Of the 148,730 Jaguars sold – a record for the Jaguar brand – two percent were delivered to drivers in Canada.

The 3,034 Jaguars sold in Canada in 2016 represented a 134-percent increase compared with 2015, the greatest increase of any multi-vehicle brand in Canada last year.

While Jaguar remains a niche player in the niche luxury sector, earning slightly less than 0.2 percent of the Canadian new vehicle market’s 2016 volume, the rapid rate of increase both in Canada and around the world assures the brand’s viability.

The long-term viability of Jaguar, you’ll remember, was forever in question. Bungled by British Leyland, inconsistently managed when independent, and fumbled by Ford, Jaguar’s future was perpetually in doubt.

Linked closely with Land Rover since they were joined by Ford’s Premier Automotive Group, the duo was sold for $2.3 billion in 2008 to India’s Tata Group, a company that also makes numerous other vehicles and, perhaps oddly, Tetley Tea, among countless other products and businesses.

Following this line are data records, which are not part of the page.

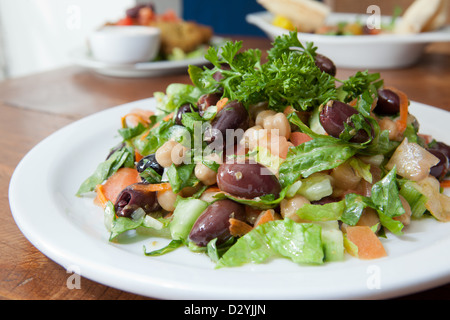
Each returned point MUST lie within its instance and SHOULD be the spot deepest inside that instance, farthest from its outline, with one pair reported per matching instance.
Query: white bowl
(387, 51)
(125, 44)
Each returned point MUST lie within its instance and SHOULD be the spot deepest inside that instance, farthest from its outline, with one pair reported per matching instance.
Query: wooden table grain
(35, 106)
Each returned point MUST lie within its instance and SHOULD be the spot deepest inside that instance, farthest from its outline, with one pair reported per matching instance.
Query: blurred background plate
(82, 57)
(389, 51)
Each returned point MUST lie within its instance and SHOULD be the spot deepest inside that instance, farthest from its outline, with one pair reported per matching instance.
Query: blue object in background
(225, 17)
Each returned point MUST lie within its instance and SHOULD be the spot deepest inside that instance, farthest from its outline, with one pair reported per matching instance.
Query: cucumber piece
(332, 240)
(186, 213)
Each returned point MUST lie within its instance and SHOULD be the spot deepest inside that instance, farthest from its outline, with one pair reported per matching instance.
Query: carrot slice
(445, 184)
(298, 138)
(238, 228)
(117, 182)
(368, 244)
(404, 105)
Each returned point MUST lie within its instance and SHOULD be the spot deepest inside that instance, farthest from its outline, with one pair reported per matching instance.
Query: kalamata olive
(233, 116)
(388, 103)
(149, 162)
(185, 108)
(207, 100)
(214, 222)
(325, 64)
(439, 170)
(333, 117)
(247, 180)
(134, 197)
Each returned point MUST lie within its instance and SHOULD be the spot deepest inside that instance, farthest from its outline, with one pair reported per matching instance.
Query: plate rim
(176, 287)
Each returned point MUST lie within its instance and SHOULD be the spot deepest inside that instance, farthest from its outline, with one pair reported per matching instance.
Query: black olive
(149, 162)
(134, 197)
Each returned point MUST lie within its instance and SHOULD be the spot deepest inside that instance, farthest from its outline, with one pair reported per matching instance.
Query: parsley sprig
(289, 77)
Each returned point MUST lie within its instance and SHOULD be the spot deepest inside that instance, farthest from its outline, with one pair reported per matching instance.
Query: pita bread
(423, 16)
(305, 15)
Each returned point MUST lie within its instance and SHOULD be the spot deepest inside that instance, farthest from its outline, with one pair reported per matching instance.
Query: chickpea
(259, 121)
(206, 175)
(166, 199)
(208, 196)
(163, 154)
(178, 154)
(289, 207)
(251, 136)
(278, 122)
(170, 153)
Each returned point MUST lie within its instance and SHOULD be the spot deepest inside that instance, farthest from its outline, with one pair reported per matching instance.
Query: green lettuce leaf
(313, 156)
(300, 242)
(123, 157)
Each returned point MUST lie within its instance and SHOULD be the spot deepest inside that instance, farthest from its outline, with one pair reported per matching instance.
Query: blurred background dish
(385, 50)
(83, 57)
(130, 44)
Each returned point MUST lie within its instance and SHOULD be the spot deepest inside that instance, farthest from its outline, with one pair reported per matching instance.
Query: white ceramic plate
(83, 57)
(70, 231)
(360, 52)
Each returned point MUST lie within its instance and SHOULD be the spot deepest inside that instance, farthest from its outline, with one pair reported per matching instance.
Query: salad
(259, 159)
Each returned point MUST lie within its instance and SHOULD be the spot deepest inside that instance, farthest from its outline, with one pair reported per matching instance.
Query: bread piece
(305, 15)
(423, 16)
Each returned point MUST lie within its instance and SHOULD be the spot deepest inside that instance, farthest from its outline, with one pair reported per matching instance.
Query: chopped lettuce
(123, 157)
(300, 242)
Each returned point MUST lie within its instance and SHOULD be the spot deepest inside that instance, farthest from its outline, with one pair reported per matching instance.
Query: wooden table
(33, 107)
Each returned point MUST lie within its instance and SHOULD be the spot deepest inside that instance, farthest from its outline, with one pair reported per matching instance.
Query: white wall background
(38, 35)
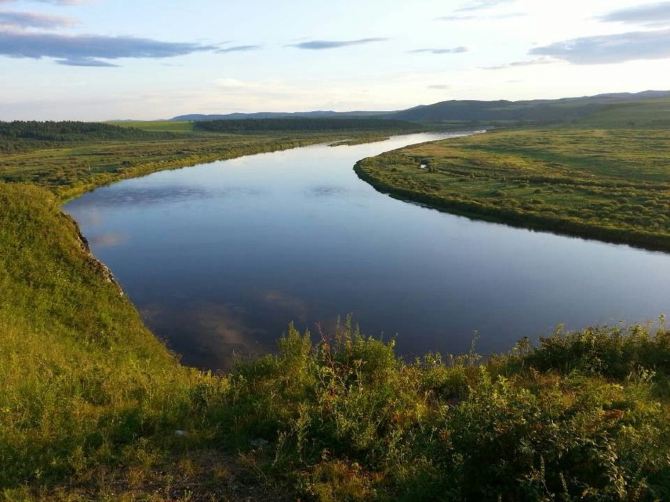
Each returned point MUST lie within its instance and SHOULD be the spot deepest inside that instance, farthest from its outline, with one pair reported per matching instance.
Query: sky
(155, 59)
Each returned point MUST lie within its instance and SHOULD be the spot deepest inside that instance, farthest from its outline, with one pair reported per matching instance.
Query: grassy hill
(620, 109)
(537, 112)
(606, 184)
(94, 407)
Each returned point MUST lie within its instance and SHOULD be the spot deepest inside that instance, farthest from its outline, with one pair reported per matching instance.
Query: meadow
(94, 407)
(607, 184)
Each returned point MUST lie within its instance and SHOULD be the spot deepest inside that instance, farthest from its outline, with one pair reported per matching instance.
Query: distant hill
(622, 108)
(320, 124)
(534, 111)
(276, 115)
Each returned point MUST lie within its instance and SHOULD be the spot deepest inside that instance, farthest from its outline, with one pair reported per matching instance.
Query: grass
(611, 184)
(94, 407)
(645, 114)
(156, 125)
(75, 167)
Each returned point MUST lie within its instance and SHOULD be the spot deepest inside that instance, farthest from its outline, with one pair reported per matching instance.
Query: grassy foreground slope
(93, 407)
(607, 184)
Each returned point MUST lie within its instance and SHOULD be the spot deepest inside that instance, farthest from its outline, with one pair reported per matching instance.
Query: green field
(156, 125)
(94, 407)
(70, 167)
(648, 114)
(607, 184)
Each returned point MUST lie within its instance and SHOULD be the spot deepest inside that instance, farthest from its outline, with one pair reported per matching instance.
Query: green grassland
(71, 168)
(607, 184)
(94, 407)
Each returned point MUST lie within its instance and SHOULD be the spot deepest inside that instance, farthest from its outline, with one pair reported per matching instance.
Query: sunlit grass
(606, 184)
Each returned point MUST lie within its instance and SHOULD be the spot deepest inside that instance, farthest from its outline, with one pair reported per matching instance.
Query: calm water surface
(220, 257)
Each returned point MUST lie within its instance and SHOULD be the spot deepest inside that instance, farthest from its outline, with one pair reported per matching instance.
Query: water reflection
(220, 257)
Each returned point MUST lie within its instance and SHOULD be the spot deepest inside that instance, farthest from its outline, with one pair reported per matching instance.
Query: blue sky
(148, 59)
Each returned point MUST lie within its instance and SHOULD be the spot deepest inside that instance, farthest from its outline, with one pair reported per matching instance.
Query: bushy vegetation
(93, 406)
(607, 184)
(28, 136)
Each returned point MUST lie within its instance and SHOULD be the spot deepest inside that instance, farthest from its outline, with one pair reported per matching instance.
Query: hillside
(93, 406)
(466, 113)
(566, 110)
(612, 185)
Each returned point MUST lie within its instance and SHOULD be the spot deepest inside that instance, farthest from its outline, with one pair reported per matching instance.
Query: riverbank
(607, 185)
(93, 406)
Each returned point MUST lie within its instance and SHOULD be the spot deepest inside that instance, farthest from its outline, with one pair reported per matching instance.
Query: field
(607, 184)
(157, 125)
(94, 407)
(69, 165)
(646, 114)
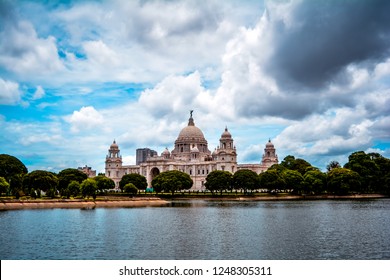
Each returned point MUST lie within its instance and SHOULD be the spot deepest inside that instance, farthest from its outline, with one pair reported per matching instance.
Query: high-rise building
(190, 155)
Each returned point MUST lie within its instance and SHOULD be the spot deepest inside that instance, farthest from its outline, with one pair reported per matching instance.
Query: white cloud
(39, 93)
(85, 119)
(10, 93)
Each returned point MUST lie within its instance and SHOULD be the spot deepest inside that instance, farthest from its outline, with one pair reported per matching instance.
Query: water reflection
(345, 229)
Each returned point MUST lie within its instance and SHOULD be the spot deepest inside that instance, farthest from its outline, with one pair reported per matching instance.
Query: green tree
(218, 180)
(245, 179)
(333, 164)
(104, 183)
(40, 179)
(171, 181)
(4, 185)
(293, 180)
(88, 188)
(314, 182)
(12, 170)
(383, 181)
(300, 165)
(137, 180)
(68, 175)
(368, 170)
(130, 188)
(272, 180)
(341, 181)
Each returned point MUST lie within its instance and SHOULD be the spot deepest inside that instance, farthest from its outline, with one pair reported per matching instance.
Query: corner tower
(113, 167)
(269, 157)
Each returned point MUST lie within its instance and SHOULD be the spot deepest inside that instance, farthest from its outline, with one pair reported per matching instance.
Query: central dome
(191, 132)
(190, 137)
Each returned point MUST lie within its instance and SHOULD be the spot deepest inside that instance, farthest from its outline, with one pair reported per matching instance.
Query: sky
(312, 76)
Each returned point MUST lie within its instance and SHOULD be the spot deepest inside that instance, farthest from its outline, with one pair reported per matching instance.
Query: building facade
(190, 155)
(143, 154)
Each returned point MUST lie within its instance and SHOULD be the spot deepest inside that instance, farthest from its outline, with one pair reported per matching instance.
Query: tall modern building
(191, 155)
(143, 154)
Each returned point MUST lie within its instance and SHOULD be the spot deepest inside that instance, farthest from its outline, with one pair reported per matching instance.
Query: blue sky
(313, 76)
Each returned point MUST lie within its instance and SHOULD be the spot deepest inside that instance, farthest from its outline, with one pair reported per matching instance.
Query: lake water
(326, 229)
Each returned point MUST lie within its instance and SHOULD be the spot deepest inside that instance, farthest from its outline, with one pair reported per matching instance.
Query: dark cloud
(327, 36)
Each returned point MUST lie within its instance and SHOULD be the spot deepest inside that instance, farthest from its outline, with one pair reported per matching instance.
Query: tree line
(16, 181)
(363, 173)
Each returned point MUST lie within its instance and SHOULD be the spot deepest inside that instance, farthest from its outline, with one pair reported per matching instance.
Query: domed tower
(166, 154)
(113, 168)
(190, 140)
(226, 154)
(269, 157)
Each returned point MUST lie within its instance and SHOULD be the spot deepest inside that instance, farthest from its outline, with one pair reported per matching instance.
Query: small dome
(269, 144)
(165, 152)
(226, 134)
(195, 150)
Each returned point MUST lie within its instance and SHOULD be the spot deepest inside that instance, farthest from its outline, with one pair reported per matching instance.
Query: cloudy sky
(313, 76)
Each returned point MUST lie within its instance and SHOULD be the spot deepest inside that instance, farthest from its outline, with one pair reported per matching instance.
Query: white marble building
(191, 155)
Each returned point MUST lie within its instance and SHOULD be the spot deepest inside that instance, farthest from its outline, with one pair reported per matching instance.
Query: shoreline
(112, 202)
(80, 203)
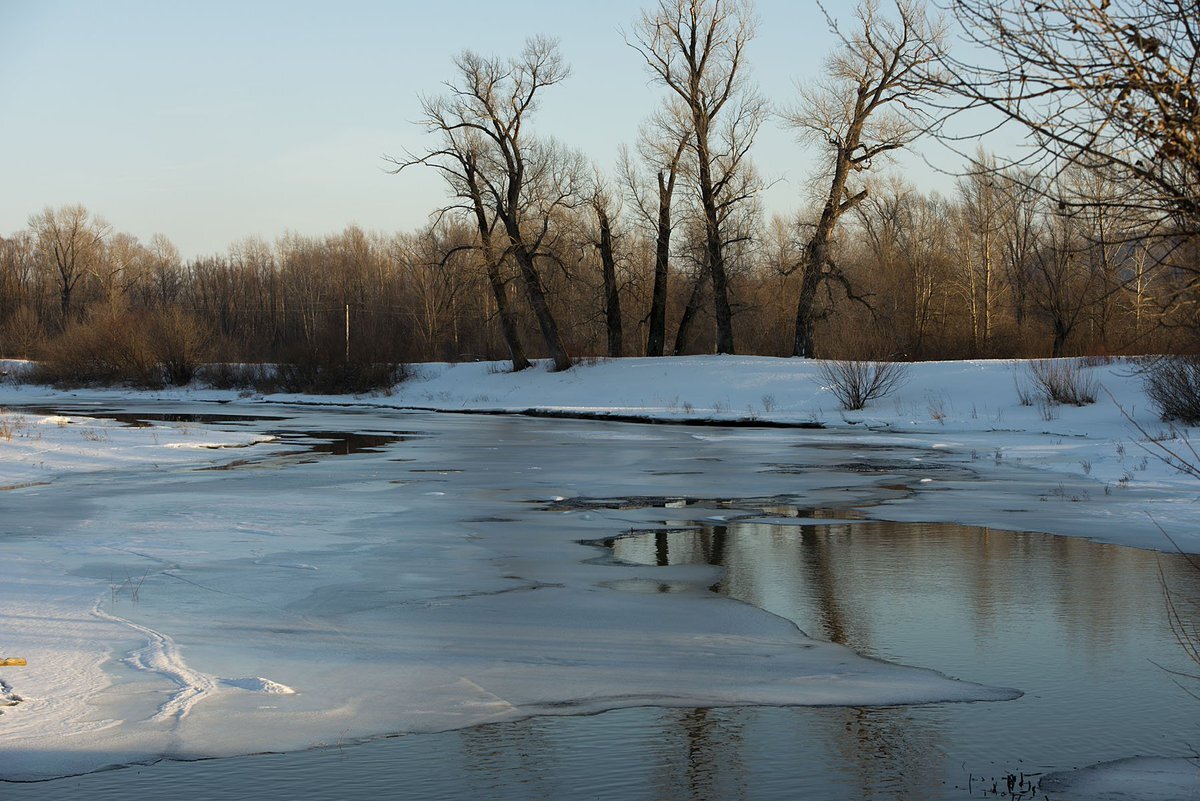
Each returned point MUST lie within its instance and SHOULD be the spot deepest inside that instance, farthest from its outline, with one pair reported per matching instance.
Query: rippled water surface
(1079, 627)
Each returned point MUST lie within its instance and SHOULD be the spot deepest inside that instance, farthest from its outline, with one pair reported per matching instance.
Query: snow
(1099, 476)
(361, 603)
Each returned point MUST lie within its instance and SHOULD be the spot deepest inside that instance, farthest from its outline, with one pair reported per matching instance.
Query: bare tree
(859, 113)
(71, 241)
(511, 181)
(1103, 84)
(696, 48)
(605, 208)
(663, 145)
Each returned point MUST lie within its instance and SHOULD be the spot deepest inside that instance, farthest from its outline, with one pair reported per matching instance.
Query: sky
(215, 121)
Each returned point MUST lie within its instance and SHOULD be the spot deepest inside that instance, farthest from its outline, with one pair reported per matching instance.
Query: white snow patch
(258, 685)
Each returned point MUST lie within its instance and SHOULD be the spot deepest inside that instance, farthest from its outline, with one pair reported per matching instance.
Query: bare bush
(1173, 384)
(226, 375)
(21, 333)
(181, 343)
(1060, 381)
(111, 347)
(857, 383)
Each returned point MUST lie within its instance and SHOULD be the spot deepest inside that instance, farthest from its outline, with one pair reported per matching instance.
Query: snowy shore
(1101, 476)
(99, 506)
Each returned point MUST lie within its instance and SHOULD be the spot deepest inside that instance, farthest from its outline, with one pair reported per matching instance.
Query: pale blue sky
(214, 121)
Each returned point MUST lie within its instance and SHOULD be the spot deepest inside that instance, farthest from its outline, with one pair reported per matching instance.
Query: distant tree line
(1081, 250)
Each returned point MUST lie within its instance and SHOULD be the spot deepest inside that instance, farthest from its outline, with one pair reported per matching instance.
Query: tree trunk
(537, 295)
(611, 290)
(496, 281)
(714, 250)
(508, 323)
(803, 344)
(655, 338)
(689, 315)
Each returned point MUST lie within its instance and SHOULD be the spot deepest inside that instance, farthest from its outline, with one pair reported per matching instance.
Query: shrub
(856, 383)
(226, 375)
(111, 347)
(1173, 384)
(1062, 381)
(181, 343)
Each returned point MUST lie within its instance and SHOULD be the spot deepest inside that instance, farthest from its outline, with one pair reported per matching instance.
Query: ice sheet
(168, 612)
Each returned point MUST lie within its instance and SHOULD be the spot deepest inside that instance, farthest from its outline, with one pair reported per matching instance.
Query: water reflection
(1077, 625)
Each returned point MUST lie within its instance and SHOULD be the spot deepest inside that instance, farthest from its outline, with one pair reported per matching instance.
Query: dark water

It’s been during this Tata tenure, not under the banner of a traditional automotive powerhouse, that Jaguar has finally flourished.

But how?

Jaguar finally brought an SUV to market.

Although Jaguar Land Rover Canada’s dealers didn’t receive their first F-Paces until the end of May, the F-Pace alone generated 1,289 sales in Canada in 2016, slightly more than half of all Jaguar sales during that time period.

In little more than seven months, the Jaguar F-Pace produced as many sales as the whole Jaguar brand did in all of 2015. In fact, the F-Pace – between May and December – earned more Canadian sales than the whole Jaguar brand managed every year between 2005 and 2013.


Fortunately for Land Rover, the productive F-Pace hasn’t slowed down sales at Jaguar’s partner brand. Land Rover set a Canadian sales record with 9,140 sales in 2016, an 18-percent leap compared with 2015.

Combined sales of the Discovery Sport, LR4, Range Rover Evoque, and Range Rover Sport – the four models that would most be considered potential F-Pace alternatives at Land Rover – grew 20 percent, not by any means slowed by the availability of an in-showroom Jaguar rival.

Granted, Jaguar didn’t overperform this year merely because of the addition of an SUV to the brand’s lineup. Jaguar also introduced a new XF midsize sedan, sales of which grew 16 percent as a result. Sales of the F-Type sports car continued to grow, improving 13 percent to 522 units, equal to three out of every ten Jaguar passenger car sales. And Jaguar also added a new entry-level model.

Overshadowed by the similarly-timed arrival of the far more popular F-Pace, the new Jaguar XE added 358 sales to Jaguar’s ledger in 2016, as well.


As a result, in a car market that tumbled seven percent in 2016 and consequently formed just one-third of the Canadian auto industry’s volume, Jaguar’s car sales jumped 35 percent to 1,745 units.

On its own, the success of Jaguar’s cars would have made 2016 the best year for Jaguar’s Canadian sales since 2004.

But with the F-Pace turning the Jaguar showroom into a must-visit for any potential Audi Q5, Lexus RX, or Mercedes-Benz GLE customer, Jaguar tells a totally different story now than it did just one year ago. Indeed, between 2006 and 2012, Canadians acquired an average of only 800 Jaguars per year.

At the pace the brand has achieved since the F-Pace and XE arrived, expect Jaguar to sell more than 4,000 new vehicles in Canada in 2017, consequently challenging once again for status as Canada’s fastest-growing auto brand.